Há evidências da existência, já no final do século V a.C., de uma comunidade de ateus que adotavam a filogenia originalmente proposta por Empédocles. (1) Num diálogo relatado por Xenofonte, Aristodemo, amigo de Sócrates (470-399), deixa transparecer sua adesão à ideia de que os seres vivos são “obra do acaso”, (2) sendo provável que ele reproduz uma doutrina de Demócrito (c. 460-c. 370), filósofo que, ao que tudo indica, partilhava do princípio geral da filogenia de Empédocles. (3) Ademais, no Sofista, diálogo em que Sócrates figura como personagem, Platão chama de “maneira vulgar de crer e falar” a tese de que as plantas e os animais foram gerados “por uma causalidade espontânea e que se desenvolve sem o auxílio de pensamento algum”. (4)

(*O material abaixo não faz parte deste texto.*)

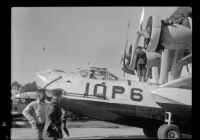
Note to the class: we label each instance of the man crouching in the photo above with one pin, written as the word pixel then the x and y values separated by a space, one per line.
pixel 35 112
pixel 55 117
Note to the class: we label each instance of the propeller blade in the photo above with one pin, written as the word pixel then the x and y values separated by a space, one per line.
pixel 141 19
pixel 144 33
pixel 121 60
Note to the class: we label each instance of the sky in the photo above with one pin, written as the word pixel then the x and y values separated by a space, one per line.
pixel 73 37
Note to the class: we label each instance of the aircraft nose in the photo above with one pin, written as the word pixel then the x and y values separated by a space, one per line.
pixel 41 78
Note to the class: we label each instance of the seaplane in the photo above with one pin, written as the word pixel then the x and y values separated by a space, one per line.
pixel 162 109
pixel 20 101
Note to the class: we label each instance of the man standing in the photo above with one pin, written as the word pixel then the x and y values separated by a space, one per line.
pixel 55 117
pixel 141 60
pixel 35 112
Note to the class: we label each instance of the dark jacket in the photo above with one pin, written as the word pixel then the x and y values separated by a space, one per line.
pixel 54 116
pixel 141 57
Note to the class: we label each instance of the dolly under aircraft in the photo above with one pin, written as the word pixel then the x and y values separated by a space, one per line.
pixel 99 94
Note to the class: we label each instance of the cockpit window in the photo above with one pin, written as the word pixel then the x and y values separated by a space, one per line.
pixel 99 74
pixel 95 74
pixel 112 76
pixel 59 71
pixel 84 73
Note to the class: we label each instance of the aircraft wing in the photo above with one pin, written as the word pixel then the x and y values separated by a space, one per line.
pixel 179 13
pixel 175 96
pixel 183 82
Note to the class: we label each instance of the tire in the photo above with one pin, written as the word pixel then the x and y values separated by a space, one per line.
pixel 159 131
pixel 170 132
pixel 150 132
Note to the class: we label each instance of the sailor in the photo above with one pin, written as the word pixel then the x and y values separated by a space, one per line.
pixel 35 112
pixel 55 117
pixel 141 61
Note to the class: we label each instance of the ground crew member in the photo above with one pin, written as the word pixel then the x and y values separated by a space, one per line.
pixel 55 117
pixel 35 112
pixel 141 60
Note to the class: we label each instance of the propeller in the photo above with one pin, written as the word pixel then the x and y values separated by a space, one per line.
pixel 124 55
pixel 139 32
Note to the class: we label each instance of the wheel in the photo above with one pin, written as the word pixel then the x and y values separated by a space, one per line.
pixel 159 131
pixel 170 132
pixel 150 132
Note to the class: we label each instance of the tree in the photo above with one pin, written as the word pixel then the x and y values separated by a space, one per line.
pixel 30 87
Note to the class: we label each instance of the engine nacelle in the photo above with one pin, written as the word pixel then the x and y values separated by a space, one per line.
pixel 176 36
pixel 153 26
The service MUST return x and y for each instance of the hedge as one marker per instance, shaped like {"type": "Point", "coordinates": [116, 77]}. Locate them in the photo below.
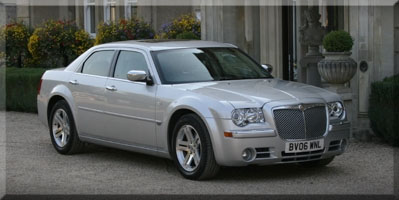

Demócrito, Aristodemo e a multidão anônima mencionada por Platão mostram que o ateísmo científico era um dado sociológico importante já na época de Sócrates. (5) E o fato é que, como não podia deixar de acontecer, tal fenômeno foi acompanhado de uma reação filosófica; reação, aliás, de que participaram algumas das maiores mentes da Antiguidade. Sócrates foi o primeiro a reagir, e o primeiro a propor, no Ocidente, a versão biológica do argumento do desígnio (até então, segundo consta dos documentos existentes, os religiosos não faziam caso das adaptações biológicas, e a teologia natural estava adstrita ao argumento providencialista do desígnio). No relato de Xenofonte, Sócrates procura convencer Aristodemo da existência de design inteligente, fundamentando seu discurso sobretudo na observação da serventia das características biológicas. (6)
O ímpeto criacionista de Sócrates é levado adiante por Platão. No Timeu, considerado o grande texto criacionista da Antiguidade pagã, Platão descreve com pormenores milimétricos a criação do mundo, postulando a existência de um demiurgo que, apoiado na contemplação de modelos eternos, atua sobre uma matéria caótica. O intrigante, no entanto, é que, excetuando uma passagem nanica das Leis, Platão não se vale em nenhuma ocasião do argumento do desígnio. Ele simplesmente assume como premissa a existência de um demiurgo sumamente bom, e então deduz, sem consultar os fenômenos, os propósitos de todos os componentes do mundo. Ficamos sem saber, assim, como ele poderia fazer frente à “maneira vulgar de crer e falar”, uma vez que a crença no design inteligente não recebe uma justificação racional.
Sócrates e Platão são partidários da teleologia externa: um designer inteligente trabalha sobre uma matéria que não tem em si mesma seu princípio de organização. Aristóteles (384-322), por sua vez, é partidário da teleologia interna. É verdade que Aristóteles participa da reação contra a primeira onda do materialismo grego; como bem diz Leroi, “de certo modo suas obras científicas são um longo argumento contra os materialistas”. (7) Porém, Aristóteles não defende o criacionismo. Sua teoria, bizarra para os que estão acostumados com a polêmica entre darwinistas e criacionistas, instala uma teleologia irredutível e inconsciente no próprio tecido da natureza. Conforme ele explica de maneira luminosa, “se a técnica de construir navios estivesse inerente na madeira, ela haveria de produzir de modo semelhante à natureza”. (8)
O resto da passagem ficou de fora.